The first day I was excited but noticed how nice i was and started to be mean the next day but still a bit shy. Later on in the months I started to find a cute boy with platinum blonde hair and light blue eyes, except he soon had moved away and left making the school with only seven boys in the whole 6th grade and some had hung out with me but I hated them for the rudeness. I also had soon found interest in anime and became an otaku. The year of that I had became top dog of the middle school soccer team and was favorited, though not everyone liked me they were happy that I would help out by scoring and telling them what to do. My mother had still gave me less attention but also revoked my freedom, for example: "talking back", when really I was stating facts. She also started to yell and judge me on how I played soccer and how my grades are. When really I didn't care but she kept repeating it annoyed the hell out of me!
Then the last day of 6th grade came but my school was then moving farther away, which means waking up earlier and long bus ride.

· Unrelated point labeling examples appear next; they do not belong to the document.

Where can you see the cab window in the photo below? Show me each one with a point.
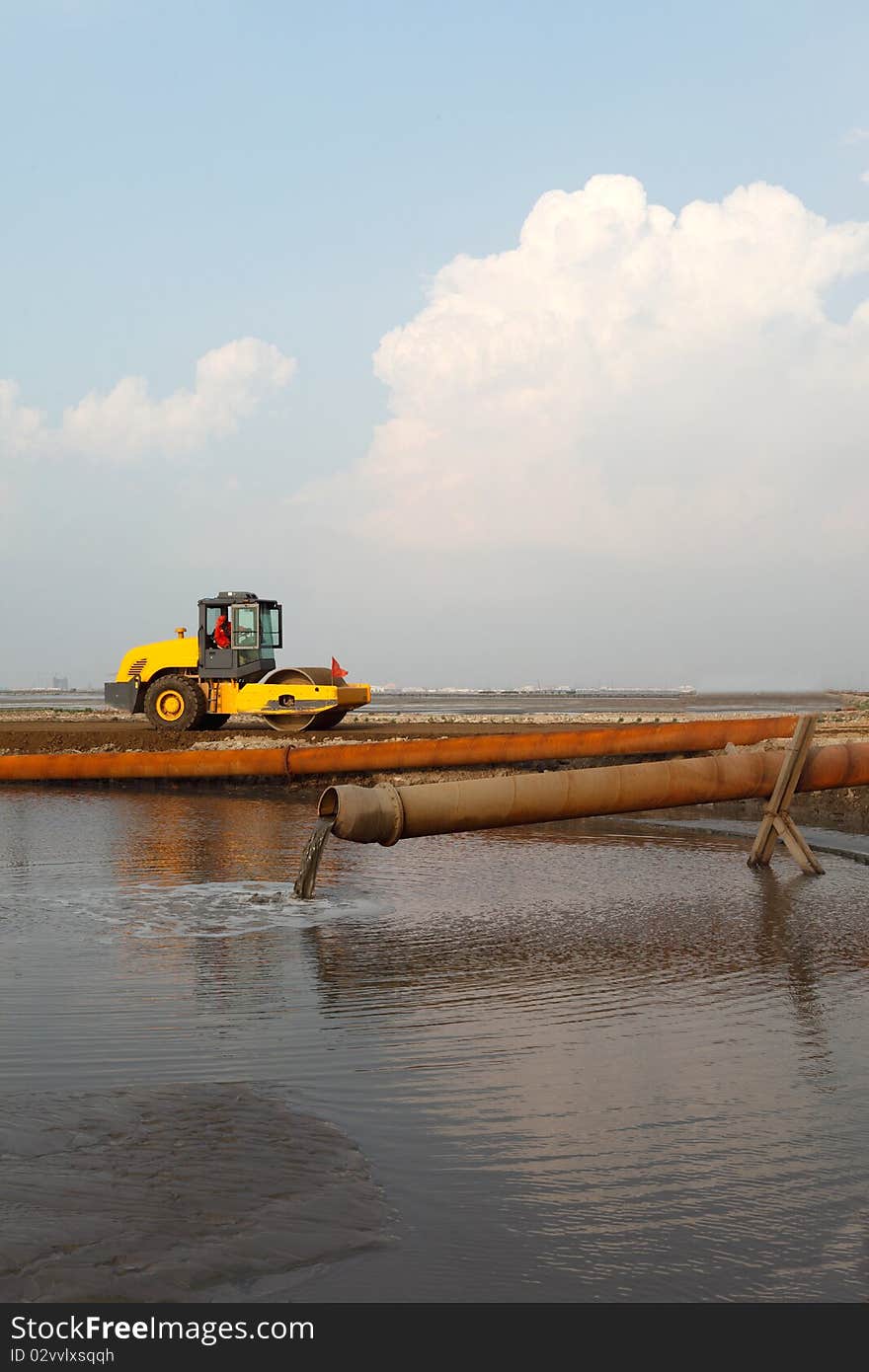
(245, 626)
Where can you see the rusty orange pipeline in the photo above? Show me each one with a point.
(607, 741)
(384, 813)
(335, 759)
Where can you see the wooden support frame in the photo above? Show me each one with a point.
(777, 822)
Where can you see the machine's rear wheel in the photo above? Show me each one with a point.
(175, 703)
(310, 676)
(290, 724)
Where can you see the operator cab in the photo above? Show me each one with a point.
(238, 636)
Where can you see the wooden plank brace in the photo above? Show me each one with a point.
(777, 822)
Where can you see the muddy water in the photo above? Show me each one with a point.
(596, 1061)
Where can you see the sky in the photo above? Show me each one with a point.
(504, 343)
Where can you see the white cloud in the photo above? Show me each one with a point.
(126, 422)
(626, 382)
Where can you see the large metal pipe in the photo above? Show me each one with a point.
(542, 745)
(384, 813)
(397, 755)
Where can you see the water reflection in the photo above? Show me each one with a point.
(588, 1061)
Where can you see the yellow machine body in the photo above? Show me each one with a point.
(198, 695)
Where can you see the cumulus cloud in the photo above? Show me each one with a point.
(628, 380)
(127, 421)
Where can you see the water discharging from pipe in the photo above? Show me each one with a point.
(306, 878)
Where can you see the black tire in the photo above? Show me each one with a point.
(180, 692)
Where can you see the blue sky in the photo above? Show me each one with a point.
(179, 176)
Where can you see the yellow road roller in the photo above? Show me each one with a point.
(229, 670)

But then I started to be a bit more open to my friends, and then the feeling had came back. It was after Thanksgiving and school days were going slow and fast, but I started to hate myself. I never wanted to feel the feeling again ! I had written many stories and watch romance anime, secretly fangirling but this was the worst! I knew that feeling would be a good mix with me but then I found out I was tsundere, from a test I took. Apparently, tsuntsun meant cold and rude on the outside but then I found out, deredere had meant sweet and loving once the open up to the one. I had been blushing all night on how I was tsundere and couldn't handle it at all. That's when I started to say I wasn't but soon I was called it by others and have given up saying I was not. My life of 7th grade was just starting... Ugh.